3. Review: reviewers may either be lay professionals or technical experts and will want to find out what the report is about and welcome a good summary of the contents.
Think about your intended audience: who (and why) do you want them to read your executive summary. Obviously, decision-makers are high on this list.
Know Your Audience
The first question to ask is “Who am I writing this for?”. Knowing or anticipating who will be reading what you have written is key to effective writing.
When writing letters or emails, the answer is more obvious but for a business case the answer may not be as obvious.
Adapting Writing to the Audience
Knowing who your audience is means that you can adapt the content of your writing to address their main concerns. It will also help you to decide on the “voice” to use.
The writer’s voice describes the individual writing style but also includes how formal or informal (relaxed) the tone of voice should be. Letters or emails to colleagues may be written in a very informal style since there is already a degree or familiarity between the writer (you) and the audience (your colleague). However, this same style is not appropriate in professional situations where a more formal tone is needed.
If you are writing to very busy people, then you should adopt a brief and succinct written style that conveys the key messages quickly and clearly.
You could also consider including graphs, charts, diagrams or illustrations if this helps to convey the key messages more succinctly than elaborate and convoluted text.
If you know that you are writing to people who want or need detailed content, then provide it. If you are not sure how much detail is required, then ask first.
Before you start writing your executive summary you should identify the audience of your writing and tailor your writing style to suit.
What Does Your Intended Audience Need to Know?
Once you have identified your intended audience, you can then think about what they need to know and do, as a result of reading your report.
You need to identify what are the key messages that you want your audience to have in their heads, when they have finished reading. Information and concepts that they did not have before.
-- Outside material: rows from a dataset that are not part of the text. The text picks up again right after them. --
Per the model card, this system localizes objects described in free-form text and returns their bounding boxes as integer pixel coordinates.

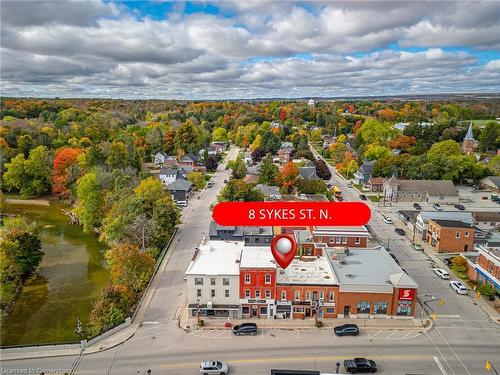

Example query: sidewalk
[180,318,431,332]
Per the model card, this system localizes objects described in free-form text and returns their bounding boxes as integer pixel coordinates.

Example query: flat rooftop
[186,241,244,276]
[240,246,276,268]
[276,257,338,285]
[326,246,418,289]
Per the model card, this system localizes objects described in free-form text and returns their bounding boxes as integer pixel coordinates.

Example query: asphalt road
[2,148,500,375]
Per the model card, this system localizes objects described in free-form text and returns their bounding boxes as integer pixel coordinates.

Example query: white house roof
[240,246,276,268]
[186,241,244,276]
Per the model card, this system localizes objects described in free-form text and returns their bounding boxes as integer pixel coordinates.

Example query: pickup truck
[344,358,377,374]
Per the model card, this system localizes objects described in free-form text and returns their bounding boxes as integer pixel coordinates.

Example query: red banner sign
[399,289,415,301]
[212,202,371,227]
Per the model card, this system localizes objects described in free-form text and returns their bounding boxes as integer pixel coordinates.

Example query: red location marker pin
[271,234,297,268]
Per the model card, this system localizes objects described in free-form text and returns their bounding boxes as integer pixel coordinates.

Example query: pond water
[1,202,110,345]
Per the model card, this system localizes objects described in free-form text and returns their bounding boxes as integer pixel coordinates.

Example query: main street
[2,148,500,375]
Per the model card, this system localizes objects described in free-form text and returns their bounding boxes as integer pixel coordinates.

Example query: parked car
[450,280,467,294]
[434,268,450,280]
[333,324,359,336]
[394,228,405,236]
[344,358,377,374]
[411,242,424,251]
[432,203,443,211]
[200,361,229,375]
[233,323,257,336]
[389,253,399,264]
[443,258,453,267]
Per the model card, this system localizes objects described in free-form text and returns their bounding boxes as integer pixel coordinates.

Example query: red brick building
[240,246,276,318]
[312,226,368,247]
[427,219,474,253]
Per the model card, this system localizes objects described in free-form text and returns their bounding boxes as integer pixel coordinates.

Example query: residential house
[353,159,375,186]
[178,154,201,166]
[427,219,474,253]
[158,167,188,186]
[479,176,500,193]
[383,177,459,204]
[255,184,281,200]
[414,211,474,241]
[462,245,500,293]
[185,241,243,318]
[299,167,320,180]
[208,220,274,246]
[273,148,292,164]
[167,179,192,201]
[366,177,387,193]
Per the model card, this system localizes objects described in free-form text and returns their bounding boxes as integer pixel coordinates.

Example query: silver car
[200,361,229,375]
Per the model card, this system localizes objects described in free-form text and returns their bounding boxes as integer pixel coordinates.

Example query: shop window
[373,302,387,314]
[357,302,370,314]
[397,301,411,316]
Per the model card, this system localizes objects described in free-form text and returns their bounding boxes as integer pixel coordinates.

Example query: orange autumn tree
[276,161,299,192]
[52,147,83,197]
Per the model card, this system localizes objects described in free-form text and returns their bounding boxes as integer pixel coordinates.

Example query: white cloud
[1,1,500,98]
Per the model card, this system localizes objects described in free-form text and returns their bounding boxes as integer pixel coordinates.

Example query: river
[1,202,110,346]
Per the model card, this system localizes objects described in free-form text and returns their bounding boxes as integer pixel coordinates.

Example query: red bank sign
[399,289,415,301]
[212,202,371,227]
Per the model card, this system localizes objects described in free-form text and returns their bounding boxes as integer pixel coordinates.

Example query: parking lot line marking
[368,329,382,339]
[432,357,448,375]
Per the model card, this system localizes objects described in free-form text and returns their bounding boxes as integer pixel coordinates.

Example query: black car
[333,324,359,336]
[233,323,257,336]
[344,358,377,374]
[389,253,399,264]
[394,228,405,236]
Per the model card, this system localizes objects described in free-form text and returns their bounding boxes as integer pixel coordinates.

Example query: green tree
[106,244,155,293]
[74,172,104,233]
[232,156,247,179]
[212,128,227,142]
[89,285,136,336]
[479,121,500,152]
[259,154,279,185]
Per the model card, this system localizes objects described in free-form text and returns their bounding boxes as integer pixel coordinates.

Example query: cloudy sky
[0,0,500,99]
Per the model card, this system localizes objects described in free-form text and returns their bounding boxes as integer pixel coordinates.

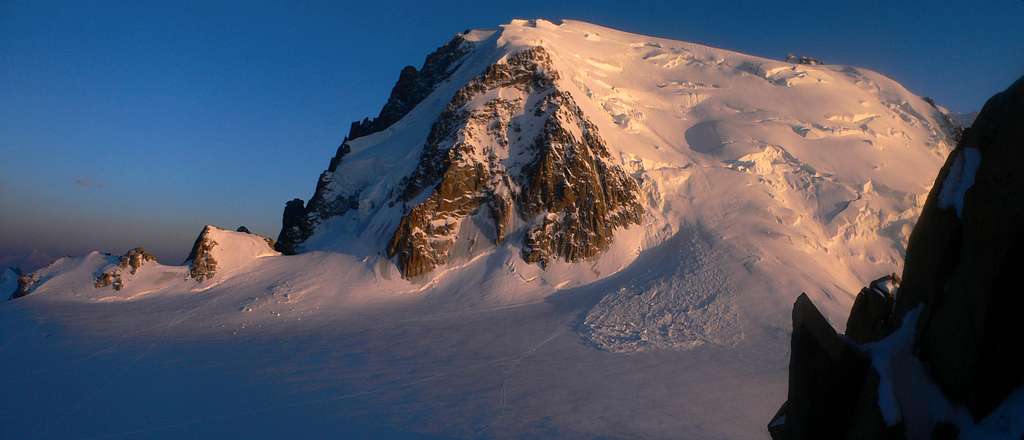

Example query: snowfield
[0,19,954,439]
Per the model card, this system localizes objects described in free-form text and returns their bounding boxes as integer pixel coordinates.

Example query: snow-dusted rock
[184,225,280,281]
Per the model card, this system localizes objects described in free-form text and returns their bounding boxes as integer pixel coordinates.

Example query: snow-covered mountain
[270,19,956,347]
[0,19,957,438]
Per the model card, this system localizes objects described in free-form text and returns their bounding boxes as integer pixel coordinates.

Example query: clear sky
[0,0,1024,265]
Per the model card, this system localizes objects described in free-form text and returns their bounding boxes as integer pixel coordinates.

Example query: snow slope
[0,19,950,439]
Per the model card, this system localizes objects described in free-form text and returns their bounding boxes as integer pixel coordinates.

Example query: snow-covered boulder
[184,225,281,281]
[94,248,157,291]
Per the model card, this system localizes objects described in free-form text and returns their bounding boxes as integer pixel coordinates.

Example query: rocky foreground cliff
[768,78,1024,439]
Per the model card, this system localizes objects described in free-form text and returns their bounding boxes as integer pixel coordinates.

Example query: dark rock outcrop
[274,34,472,255]
[184,225,217,281]
[387,47,643,277]
[93,247,157,291]
[10,273,39,300]
[785,53,824,65]
[897,74,1024,417]
[846,273,899,344]
[768,78,1024,439]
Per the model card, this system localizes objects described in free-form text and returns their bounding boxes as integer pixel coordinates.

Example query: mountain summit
[268,19,958,347]
[0,19,958,438]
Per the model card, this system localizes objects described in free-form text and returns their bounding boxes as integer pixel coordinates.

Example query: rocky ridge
[387,47,643,277]
[768,78,1024,439]
[93,248,157,291]
[274,31,483,255]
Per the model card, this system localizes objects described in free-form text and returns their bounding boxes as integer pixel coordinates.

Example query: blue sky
[0,0,1024,264]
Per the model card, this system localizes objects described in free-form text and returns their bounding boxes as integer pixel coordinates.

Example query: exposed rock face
[769,74,1024,439]
[10,273,39,300]
[234,225,278,249]
[93,248,157,291]
[274,34,472,254]
[897,78,1024,417]
[785,53,824,65]
[348,34,469,139]
[387,47,643,277]
[185,225,217,281]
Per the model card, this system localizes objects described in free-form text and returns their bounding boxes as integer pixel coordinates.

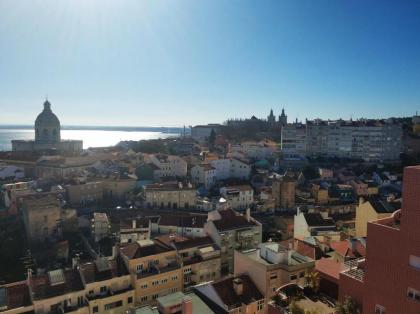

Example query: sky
[0,0,420,126]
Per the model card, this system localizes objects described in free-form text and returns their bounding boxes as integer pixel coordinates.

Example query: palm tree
[336,295,360,314]
[305,270,319,293]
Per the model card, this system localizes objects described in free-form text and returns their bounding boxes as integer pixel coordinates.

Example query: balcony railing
[137,261,181,279]
[86,285,133,301]
[342,257,365,282]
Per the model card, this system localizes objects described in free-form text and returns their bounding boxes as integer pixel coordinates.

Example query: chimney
[233,278,244,296]
[182,296,193,314]
[26,268,32,287]
[71,254,80,269]
[246,207,251,222]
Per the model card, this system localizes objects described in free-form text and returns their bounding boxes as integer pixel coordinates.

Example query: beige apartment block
[144,182,197,209]
[119,240,183,305]
[22,194,62,242]
[234,242,315,298]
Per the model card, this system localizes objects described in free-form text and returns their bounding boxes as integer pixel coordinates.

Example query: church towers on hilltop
[267,108,287,127]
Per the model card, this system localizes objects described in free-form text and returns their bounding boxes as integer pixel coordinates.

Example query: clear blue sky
[0,0,420,126]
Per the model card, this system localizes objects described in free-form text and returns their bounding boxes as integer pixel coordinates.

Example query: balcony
[137,261,181,279]
[86,285,133,301]
[342,257,365,282]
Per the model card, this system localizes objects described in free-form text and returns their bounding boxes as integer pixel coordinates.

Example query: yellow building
[22,194,62,242]
[144,182,197,209]
[235,242,315,298]
[119,240,183,305]
[79,257,135,314]
[311,184,329,205]
[195,275,267,314]
[356,198,401,237]
[156,234,221,291]
[102,179,136,200]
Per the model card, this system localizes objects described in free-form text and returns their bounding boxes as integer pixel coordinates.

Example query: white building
[191,163,216,189]
[0,165,25,180]
[211,158,251,180]
[92,213,111,242]
[191,124,222,141]
[281,123,306,157]
[145,154,187,180]
[220,185,254,210]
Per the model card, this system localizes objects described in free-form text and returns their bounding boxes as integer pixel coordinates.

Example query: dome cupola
[35,100,61,143]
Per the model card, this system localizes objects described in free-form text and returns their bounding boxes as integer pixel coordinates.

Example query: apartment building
[118,217,153,243]
[194,275,267,314]
[152,214,207,238]
[22,193,63,242]
[144,154,187,180]
[119,240,183,305]
[355,197,401,237]
[306,119,402,161]
[79,257,135,314]
[204,209,262,273]
[157,234,221,291]
[293,210,340,239]
[281,123,307,157]
[66,181,104,206]
[0,182,35,215]
[271,175,297,209]
[190,163,217,189]
[27,269,89,314]
[339,166,420,314]
[220,184,254,210]
[91,213,111,242]
[234,242,315,298]
[210,158,251,180]
[144,182,197,209]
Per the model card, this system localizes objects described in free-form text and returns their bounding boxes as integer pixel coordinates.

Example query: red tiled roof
[213,209,257,231]
[120,242,173,259]
[331,240,354,257]
[213,275,264,307]
[315,258,344,283]
[0,281,32,310]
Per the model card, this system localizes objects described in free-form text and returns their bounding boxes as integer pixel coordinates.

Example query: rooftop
[80,257,129,283]
[213,209,258,231]
[30,269,84,300]
[120,241,173,259]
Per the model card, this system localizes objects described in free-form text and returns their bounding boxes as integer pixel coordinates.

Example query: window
[257,299,265,311]
[407,288,420,302]
[410,255,420,270]
[105,300,122,311]
[375,304,385,314]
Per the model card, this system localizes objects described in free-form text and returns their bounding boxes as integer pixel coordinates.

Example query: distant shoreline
[0,125,190,134]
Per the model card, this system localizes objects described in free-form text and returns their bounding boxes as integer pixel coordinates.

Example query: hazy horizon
[0,0,420,126]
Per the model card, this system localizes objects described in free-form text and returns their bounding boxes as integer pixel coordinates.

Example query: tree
[305,270,319,293]
[289,300,305,314]
[336,295,360,314]
[209,129,216,150]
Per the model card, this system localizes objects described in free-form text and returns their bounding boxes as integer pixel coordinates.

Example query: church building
[12,100,83,153]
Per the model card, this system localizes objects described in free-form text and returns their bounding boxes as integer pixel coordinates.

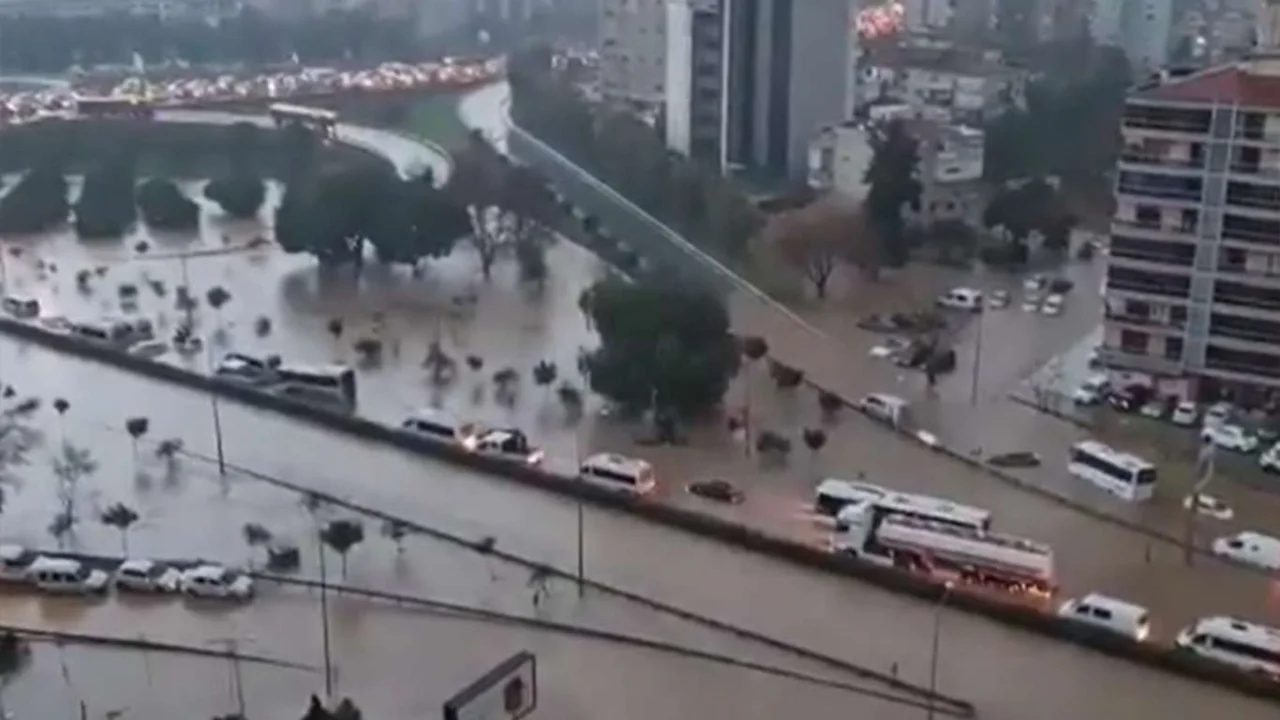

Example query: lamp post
[924,583,954,720]
[969,307,987,407]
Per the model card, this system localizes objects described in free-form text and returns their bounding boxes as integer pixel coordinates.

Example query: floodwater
[0,91,1274,720]
[0,342,1274,720]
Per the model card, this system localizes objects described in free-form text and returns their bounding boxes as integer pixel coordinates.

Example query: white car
[1212,530,1280,570]
[179,565,253,600]
[1183,493,1235,521]
[115,560,182,592]
[475,429,543,465]
[1201,425,1258,452]
[1071,374,1111,405]
[1258,442,1280,473]
[1169,400,1199,428]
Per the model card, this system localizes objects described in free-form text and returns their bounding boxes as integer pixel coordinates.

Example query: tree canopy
[0,165,70,234]
[863,120,920,268]
[138,178,200,231]
[76,158,138,238]
[275,168,471,266]
[580,278,740,416]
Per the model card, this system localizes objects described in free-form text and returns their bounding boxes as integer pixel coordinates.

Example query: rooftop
[1133,58,1280,109]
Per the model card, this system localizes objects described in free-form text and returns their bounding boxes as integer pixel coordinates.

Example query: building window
[1120,331,1147,355]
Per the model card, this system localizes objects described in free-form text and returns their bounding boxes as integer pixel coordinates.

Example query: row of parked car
[0,544,253,601]
[1071,373,1280,473]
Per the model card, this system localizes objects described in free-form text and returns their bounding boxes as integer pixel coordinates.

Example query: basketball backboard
[444,651,538,720]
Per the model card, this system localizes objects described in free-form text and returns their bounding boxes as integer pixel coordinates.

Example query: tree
[579,278,740,418]
[205,173,266,219]
[534,360,558,392]
[320,520,365,579]
[777,201,874,300]
[124,418,151,466]
[0,164,70,234]
[137,178,200,231]
[76,154,138,238]
[205,284,232,328]
[863,120,920,268]
[101,502,138,557]
[383,519,408,552]
[241,523,273,566]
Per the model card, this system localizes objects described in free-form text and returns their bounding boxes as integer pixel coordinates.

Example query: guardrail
[0,318,1280,702]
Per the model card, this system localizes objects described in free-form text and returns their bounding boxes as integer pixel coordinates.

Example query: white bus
[1178,616,1280,678]
[1066,439,1156,502]
[836,492,991,533]
[274,365,356,411]
[813,478,890,518]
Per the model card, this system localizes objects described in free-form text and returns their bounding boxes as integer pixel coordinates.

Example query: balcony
[1098,346,1183,375]
[1120,151,1204,170]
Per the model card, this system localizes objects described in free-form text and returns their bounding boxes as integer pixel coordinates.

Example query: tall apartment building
[1102,56,1280,400]
[1089,0,1174,73]
[599,0,667,111]
[666,0,856,181]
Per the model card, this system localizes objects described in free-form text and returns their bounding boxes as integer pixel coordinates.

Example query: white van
[1057,593,1151,642]
[938,287,983,313]
[1178,616,1280,676]
[26,556,111,594]
[1212,530,1280,570]
[577,452,657,495]
[401,407,479,445]
[858,392,910,428]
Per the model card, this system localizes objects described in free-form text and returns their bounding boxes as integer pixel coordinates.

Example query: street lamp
[924,582,955,720]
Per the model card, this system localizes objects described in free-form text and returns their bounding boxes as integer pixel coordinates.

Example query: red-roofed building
[1101,58,1280,402]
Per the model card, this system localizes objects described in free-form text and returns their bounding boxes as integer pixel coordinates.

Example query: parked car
[475,429,544,465]
[1212,530,1280,570]
[4,295,40,320]
[24,555,111,594]
[685,479,746,505]
[1071,373,1111,405]
[1201,424,1258,452]
[1183,493,1235,521]
[1057,593,1151,642]
[1258,442,1280,473]
[0,544,36,582]
[938,287,984,313]
[179,565,253,600]
[1169,400,1199,428]
[115,560,182,592]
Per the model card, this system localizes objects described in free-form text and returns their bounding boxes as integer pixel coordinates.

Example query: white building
[856,45,1027,124]
[599,0,667,110]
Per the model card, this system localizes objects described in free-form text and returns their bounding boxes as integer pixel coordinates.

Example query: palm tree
[320,520,365,579]
[124,416,151,471]
[534,360,559,393]
[383,519,408,553]
[101,502,140,557]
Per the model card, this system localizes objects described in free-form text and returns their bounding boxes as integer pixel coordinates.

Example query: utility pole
[969,307,987,407]
[317,538,333,700]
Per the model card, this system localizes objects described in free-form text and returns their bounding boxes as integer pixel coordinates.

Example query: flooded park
[0,82,1275,720]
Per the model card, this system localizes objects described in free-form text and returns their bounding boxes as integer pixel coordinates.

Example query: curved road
[0,94,1275,720]
[0,341,1275,720]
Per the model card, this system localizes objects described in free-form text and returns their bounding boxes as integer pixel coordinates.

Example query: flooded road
[0,341,1275,720]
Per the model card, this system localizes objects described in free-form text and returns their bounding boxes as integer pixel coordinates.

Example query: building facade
[666,0,856,182]
[1101,58,1280,402]
[599,0,667,113]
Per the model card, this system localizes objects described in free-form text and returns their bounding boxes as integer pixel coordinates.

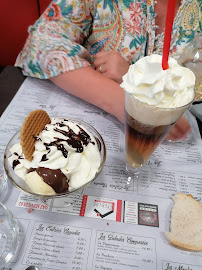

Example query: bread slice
[164,193,202,251]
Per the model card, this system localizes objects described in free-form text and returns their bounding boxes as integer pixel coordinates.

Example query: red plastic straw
[162,0,176,70]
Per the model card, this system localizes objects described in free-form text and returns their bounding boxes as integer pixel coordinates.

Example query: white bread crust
[164,193,202,251]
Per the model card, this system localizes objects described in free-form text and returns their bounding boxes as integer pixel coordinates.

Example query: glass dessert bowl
[4,117,106,199]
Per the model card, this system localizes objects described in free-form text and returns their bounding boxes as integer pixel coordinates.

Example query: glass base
[126,164,152,191]
[160,133,194,153]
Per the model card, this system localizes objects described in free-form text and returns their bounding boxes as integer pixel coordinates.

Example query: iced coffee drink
[121,55,195,172]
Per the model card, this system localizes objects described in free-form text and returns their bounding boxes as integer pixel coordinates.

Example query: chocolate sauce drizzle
[12,152,23,170]
[41,122,95,161]
[28,167,69,193]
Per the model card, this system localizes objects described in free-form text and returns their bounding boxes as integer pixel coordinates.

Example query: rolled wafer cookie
[20,110,51,161]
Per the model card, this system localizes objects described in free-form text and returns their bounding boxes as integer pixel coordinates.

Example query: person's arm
[50,67,124,122]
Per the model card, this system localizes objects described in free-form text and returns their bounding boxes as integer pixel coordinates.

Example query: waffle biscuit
[20,110,51,161]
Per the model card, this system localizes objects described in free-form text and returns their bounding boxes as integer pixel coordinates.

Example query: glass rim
[124,90,196,111]
[4,116,107,199]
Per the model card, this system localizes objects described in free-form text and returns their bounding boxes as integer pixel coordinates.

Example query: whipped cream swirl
[120,54,195,108]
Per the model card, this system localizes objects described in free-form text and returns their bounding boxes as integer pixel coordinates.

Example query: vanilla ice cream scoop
[8,118,101,195]
[121,54,195,108]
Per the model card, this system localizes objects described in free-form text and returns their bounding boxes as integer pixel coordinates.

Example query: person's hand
[166,116,191,141]
[94,51,129,84]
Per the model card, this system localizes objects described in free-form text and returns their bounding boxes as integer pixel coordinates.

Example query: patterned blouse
[15,0,202,79]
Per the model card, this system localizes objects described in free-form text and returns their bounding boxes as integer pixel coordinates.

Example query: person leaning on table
[15,0,202,139]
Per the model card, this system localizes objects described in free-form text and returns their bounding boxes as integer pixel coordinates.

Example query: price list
[23,222,91,270]
[93,231,156,270]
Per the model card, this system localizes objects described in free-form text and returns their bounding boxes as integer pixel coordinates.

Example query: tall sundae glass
[121,54,195,187]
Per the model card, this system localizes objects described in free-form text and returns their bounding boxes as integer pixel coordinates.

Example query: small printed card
[138,203,159,227]
[80,195,122,222]
[123,201,159,227]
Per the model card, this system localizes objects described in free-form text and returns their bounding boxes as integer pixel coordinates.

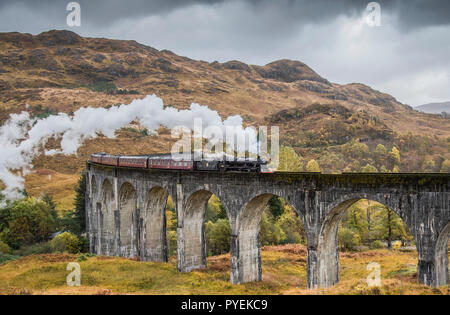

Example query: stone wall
[86,164,450,288]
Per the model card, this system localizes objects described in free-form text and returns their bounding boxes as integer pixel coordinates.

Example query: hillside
[0,31,450,208]
[415,102,450,114]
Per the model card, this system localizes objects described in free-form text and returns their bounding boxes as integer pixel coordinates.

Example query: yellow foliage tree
[306,159,320,172]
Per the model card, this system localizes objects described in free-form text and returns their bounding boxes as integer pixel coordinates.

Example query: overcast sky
[0,0,450,106]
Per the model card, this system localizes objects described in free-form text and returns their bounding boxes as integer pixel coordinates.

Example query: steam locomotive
[90,152,268,172]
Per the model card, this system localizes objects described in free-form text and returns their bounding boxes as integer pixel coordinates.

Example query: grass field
[0,245,450,295]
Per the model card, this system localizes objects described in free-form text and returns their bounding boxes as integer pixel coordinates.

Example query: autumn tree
[441,160,450,173]
[306,159,320,172]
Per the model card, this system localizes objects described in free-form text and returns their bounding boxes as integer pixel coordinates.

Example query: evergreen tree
[268,196,284,220]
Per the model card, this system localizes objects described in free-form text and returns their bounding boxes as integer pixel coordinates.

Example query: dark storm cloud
[0,0,450,105]
[0,0,450,30]
[0,0,224,25]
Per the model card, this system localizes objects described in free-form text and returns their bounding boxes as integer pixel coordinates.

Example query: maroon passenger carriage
[90,152,267,172]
Action you want them to take.
A good way to think about the key content is to imagine meeting one of the intended recipients in the corridor: what three key points about your executive summary would you want to tell them?
Work on reducing your key messages down to three points of one or two sentences. Working on them before you start writing will mean that they are absolutely clear in your head as you write.
Writing your Executive Summary
When you are writing your executive summary, you should keep your intended audience in mind at all times and write it for them.
If your audience includes your boss think: how much do they already know, and how much do you need to explain? If your audience includes lay professionals, you probably need to explain everything.
If you find yourself getting bogged down in the detail at this stage, it’s a good idea to talk to someone else about what to include.
Broadly, an executive summary, as you might expect, summarises the main points of the underlying report, and draws out the key points. It usually has three sections: introduction, main body and conclusion.
The introduction sets the scene and explains what the report is about, including what action needs to be taken as a result. It doesn’t need to be more than one or two sentences.
The main body of the text outlines the key findings from the report to which this is the summary. The main section needs to focus on the interesting and most relevant bits of the report.
Most importantly, the main section needs to stand alone without the reader having to refer to the main body of the report. This is worth checking by getting someone who doesn’t know much about the subject to read it over for you.
Finally, you need a conclusion, which outlines the action needed from the person reading the report. Bullet points are a useful form to highlight the key points, and this is where your three messages come in.
An executive summary cannot be all things to all people. You only have a few hundred words. You need to focus firmly on your intended audience and their needs. Other people may find it useful; your intended audience relies on it.